Given three postive numbers $a, b, c$ so that $a\geqq b\geqq c$. Prove that $$\sum\limits_{cyc}\frac{a+ b\sqrt{\frac{b}{c}}}{a\sqrt{\frac{b}{c}}+ b}\geqq 3$$
I make it
Firstly, we need to have one general inequality $$\sum\limits_{cyc}\frac{a+ bW}{aW+ b}\geqq 3$$ By buffalo-way, let $c= 1, b= 1+ u, a= 1+ u+ v$ so $W= \sqrt{1+ u}$, be homogeneous.
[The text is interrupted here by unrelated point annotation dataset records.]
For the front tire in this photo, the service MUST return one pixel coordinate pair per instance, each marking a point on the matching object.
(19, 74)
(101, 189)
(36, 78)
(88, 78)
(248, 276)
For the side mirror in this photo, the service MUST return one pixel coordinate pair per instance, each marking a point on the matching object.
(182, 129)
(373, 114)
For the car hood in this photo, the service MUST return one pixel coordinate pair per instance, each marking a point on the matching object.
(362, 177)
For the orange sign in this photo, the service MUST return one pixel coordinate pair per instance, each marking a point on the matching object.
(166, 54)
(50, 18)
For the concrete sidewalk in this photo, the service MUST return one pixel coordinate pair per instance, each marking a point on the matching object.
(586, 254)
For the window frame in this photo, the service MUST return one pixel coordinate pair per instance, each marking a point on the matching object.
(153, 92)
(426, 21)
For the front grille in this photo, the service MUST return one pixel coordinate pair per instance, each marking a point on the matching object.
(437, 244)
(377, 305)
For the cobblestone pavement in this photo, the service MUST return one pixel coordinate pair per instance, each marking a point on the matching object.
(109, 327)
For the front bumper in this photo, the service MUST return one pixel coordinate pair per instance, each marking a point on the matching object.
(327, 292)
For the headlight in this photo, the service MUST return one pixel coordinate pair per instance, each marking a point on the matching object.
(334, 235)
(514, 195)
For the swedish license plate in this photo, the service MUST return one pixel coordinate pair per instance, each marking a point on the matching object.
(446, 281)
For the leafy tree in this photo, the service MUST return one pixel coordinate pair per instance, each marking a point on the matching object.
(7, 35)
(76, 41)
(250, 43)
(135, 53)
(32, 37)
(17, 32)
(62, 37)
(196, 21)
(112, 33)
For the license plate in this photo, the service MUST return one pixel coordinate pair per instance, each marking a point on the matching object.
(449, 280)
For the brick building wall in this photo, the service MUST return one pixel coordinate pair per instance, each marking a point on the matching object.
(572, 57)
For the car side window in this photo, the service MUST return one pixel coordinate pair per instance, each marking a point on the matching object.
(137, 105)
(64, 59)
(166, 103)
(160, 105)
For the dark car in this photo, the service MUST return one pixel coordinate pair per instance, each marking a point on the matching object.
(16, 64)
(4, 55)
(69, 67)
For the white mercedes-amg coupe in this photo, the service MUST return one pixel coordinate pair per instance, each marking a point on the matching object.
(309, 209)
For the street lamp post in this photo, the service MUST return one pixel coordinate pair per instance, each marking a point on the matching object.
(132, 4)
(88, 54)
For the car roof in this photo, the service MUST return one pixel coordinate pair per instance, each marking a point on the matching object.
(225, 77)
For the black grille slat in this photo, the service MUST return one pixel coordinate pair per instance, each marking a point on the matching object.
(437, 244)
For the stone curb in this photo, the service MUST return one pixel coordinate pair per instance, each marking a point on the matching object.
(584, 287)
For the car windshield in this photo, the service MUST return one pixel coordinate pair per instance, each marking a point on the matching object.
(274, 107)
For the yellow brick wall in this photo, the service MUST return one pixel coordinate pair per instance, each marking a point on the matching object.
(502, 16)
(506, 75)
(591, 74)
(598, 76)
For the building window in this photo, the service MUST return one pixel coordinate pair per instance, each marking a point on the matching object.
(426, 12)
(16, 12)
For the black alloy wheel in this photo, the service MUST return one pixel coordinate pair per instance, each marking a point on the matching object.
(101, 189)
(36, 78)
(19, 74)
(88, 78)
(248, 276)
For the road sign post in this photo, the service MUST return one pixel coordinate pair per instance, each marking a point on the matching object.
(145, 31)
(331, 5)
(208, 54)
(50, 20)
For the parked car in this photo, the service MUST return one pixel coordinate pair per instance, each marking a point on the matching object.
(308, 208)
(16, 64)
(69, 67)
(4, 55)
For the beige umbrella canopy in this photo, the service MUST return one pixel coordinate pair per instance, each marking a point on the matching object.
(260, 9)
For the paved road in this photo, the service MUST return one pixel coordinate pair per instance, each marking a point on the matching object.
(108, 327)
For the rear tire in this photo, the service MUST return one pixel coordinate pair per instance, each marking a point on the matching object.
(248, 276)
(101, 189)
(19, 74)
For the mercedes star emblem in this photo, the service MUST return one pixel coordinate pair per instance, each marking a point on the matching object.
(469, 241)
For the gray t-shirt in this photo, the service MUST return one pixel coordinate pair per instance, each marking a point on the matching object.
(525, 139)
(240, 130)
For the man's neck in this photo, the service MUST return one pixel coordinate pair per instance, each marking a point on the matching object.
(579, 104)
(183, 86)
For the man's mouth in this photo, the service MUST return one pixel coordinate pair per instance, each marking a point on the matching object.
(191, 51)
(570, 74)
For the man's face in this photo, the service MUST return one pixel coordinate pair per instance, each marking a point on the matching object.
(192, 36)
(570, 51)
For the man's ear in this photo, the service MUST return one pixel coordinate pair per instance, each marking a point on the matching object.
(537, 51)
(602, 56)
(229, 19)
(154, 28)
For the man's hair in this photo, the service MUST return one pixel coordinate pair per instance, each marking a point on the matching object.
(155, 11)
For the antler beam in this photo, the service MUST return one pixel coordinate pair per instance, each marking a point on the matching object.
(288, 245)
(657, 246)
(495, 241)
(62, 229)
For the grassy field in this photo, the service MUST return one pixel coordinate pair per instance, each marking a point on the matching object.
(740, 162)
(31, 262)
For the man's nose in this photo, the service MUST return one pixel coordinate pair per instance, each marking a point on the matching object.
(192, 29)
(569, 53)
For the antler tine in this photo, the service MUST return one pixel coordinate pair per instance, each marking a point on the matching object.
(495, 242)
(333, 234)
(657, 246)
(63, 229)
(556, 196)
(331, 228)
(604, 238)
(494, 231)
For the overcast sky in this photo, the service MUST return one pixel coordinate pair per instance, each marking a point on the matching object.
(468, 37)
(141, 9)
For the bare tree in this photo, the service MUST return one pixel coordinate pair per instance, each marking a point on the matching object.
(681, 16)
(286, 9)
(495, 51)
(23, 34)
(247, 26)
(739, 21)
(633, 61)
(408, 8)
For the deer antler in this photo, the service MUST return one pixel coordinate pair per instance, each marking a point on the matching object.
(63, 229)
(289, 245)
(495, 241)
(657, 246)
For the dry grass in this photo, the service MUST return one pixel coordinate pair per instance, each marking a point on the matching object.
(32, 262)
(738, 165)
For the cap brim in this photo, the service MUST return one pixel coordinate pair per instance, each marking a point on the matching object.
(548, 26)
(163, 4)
I guess that $${\rm W}= \sqrt{\frac{b}{c}}$$ An inspiration-one Given three positive numbers $a,b,c$ so that $a\leqq b\leqq c$. Prove that $\sum\limits_{cyc}\frac{a+1.4b}{1.4a+b}\geqq 3$ .
Let $a=x^2$, $b=y^2$ and $c=z^2$, where $x$, $y$ and $z$ are positives.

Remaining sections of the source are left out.